Есть известие, передаваемое в частных записках одного путешественника, что женщины принимали близкое участие в бою,– недаром двое из них ранены. “Мы, бабы,– рассказывала одна из этих раненых солдаток,– нанимаемся для перевозки всякой рухляди... В тот раз я везла патроны, другие муку. Оказия была сильная. И вдруг со всех сторон налетели черкесы!.. Ведь они бы не так еще были страшны,– да уж визжат больно! Господи! Какой визг подняли!.. Шашки наголо – и летят!.. Мы скареились, да из-за арб и давай их душить. Отобьемся, отобьемся, смотрим: опять летят!.. Дадут залп из ружей – и в шашки!.. А прорваться в карею не могут: за арбами и фурами нашим ловко было отсиживаться. Вдруг слышим, конвойные кричат: “Патроны все!” Мы, бабье дело, да не будь плохи, разбили тюки, да и давай разносить патроны-то! И, вот как я подавала уже скушенный патрон солдату, пуля и отшибла мне палец: вот, видите? Зато теперь я получаю пенсион и полный паек – Государь так приказал”...
“Русская амазонка,– прибавляет автор записок,– рассказывала это с видом равнодушия, как дело очень обыкновенное. Оружие, порох, грабеж, пожар – вот слова, на коих основаны вседневные рассказы на линии”.
Ермолов по достоинству оценил подвиг Пучкова и просил Георгия как для него, так и для двух людей из его команды. Император Николай не только утвердил представление Ермолова, но, сверх того, произвел Пучкова в прапорщики и всем нижним чинам назначил денежную награду. Не лишнее заметить, что это были первые Георгиевские кресты, розданные Николаем Павловичем, а награды, увеличенные лично государем, впервые проявили ту истинно царственную щедрость, с которой покойный император постоянно отличал военную доблесть[13]
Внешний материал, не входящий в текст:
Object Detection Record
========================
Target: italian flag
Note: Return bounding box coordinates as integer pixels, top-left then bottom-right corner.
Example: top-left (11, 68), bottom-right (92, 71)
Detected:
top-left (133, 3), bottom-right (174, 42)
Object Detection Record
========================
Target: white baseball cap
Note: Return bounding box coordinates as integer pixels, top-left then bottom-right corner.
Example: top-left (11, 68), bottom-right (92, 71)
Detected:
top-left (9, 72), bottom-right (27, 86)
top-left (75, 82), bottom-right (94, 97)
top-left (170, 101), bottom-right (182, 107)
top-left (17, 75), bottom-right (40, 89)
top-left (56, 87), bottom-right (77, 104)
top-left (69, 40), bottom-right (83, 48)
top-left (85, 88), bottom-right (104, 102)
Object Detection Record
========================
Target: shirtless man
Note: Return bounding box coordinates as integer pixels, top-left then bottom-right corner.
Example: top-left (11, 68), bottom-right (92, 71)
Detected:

.Случай с Пучковым не был единственный, хотя далеко не все они дошли до нас в донесениях начальников и в частных рассказах. В тех же записках, которые так просто и верно отражают дух воинственной кавказской женщины, воспитанной под грохот перестрелки и засыпавшей в детстве под мирные легенды о воинственных подвигах, рассказан между прочим следующий, столь же доблестный, но уже менее счастливый случай. “Один штабс-капитан и с ним три субалтерн-офицера, возвращаясь после освидетельствования сгоревшего в какой-то крепости магазина, встречены были сорока хищниками, под предводительством князька не только мирного, но и находившегося прежде на нашей службе. Имея в конвое только семнадцать человек донских казаков, штабс-капитан увидел всю бесполезность сопротивления, но не хотел и сдаться без боя. Как яростно было нападение, так и защита отчаянна. Из всего конвоя уцелели два казака, обязанные спасением быстроте своих лошадей, остальные изрублены... Один офицер, жестоко израненный, остался замертво на месте; другой, геркулес по росту и силе, защищавшийся с геройским мужеством, разрезан на части уже мертвый!.. Из зверского остервенения горцы размозжили ему голову, отрезали руки и ноги и дали телу неисчислимое множество ран...” Происшествие это было немного спустя после случая с Пучковым, и также между Екатериноградом и Владикавказом.